Economie

Excédent italien, prix mondiaux sous tension : l’équation complexe de l’huile d’olive avant la prochaine saison

    Selon les dernières données publiées par l’organisme de contrôle italien et reprises par la plateforme spécialisée Teatro Naturale, les cuves transalpines abritent encore plus de 233 000 tonnes d’huile d’olive issues de la campagne précédente. Ce volume inclut environ 185 000 tonnes d’huile vierge extra, enregistrant une progression de 43,9 % par rapport à l’année passée. Ces informations ont été communiquées par Fayad Fayad, directeur général du Conseil oléicole palestinien, qui suit de près l’évolution des indicateurs méditerranéens.

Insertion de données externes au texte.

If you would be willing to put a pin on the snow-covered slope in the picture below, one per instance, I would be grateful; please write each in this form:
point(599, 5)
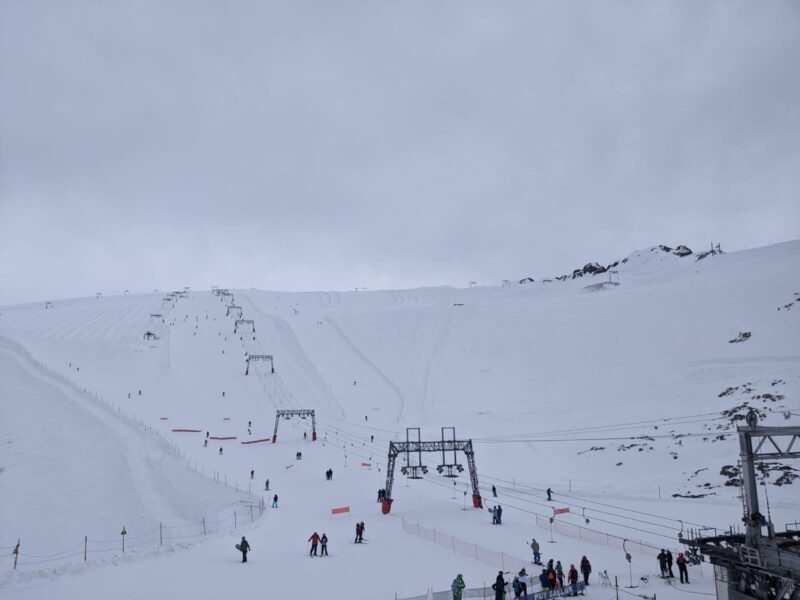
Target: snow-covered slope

    Ce stock conséquent, explique-t-il, pèse directement sur la formation des prix mondiaux de l’huile restante, alors que les producteurs de la région et du bassin méditerranéen s’apprêtent à entamer la récolte 2026/2027. Les premières projections pour la prochaine saison font état d’une production inférieure aux prévisions initiales, sous l’effet conjugué du changement climatique, des vagues de chaleur et des incendies. Cette tendance contraste avec la stabilité des cours observée depuis dix semaines consécutives sur les places espagnole, tunisienne et grecque.

    M. Fayad rappelle également qu’en Italie coexistent deux prix distincts pour l’huile d’olive : celui de la production nationale, plus élevé, et celui des huiles importées, souvent moins cher malgré une qualité parfois supérieure.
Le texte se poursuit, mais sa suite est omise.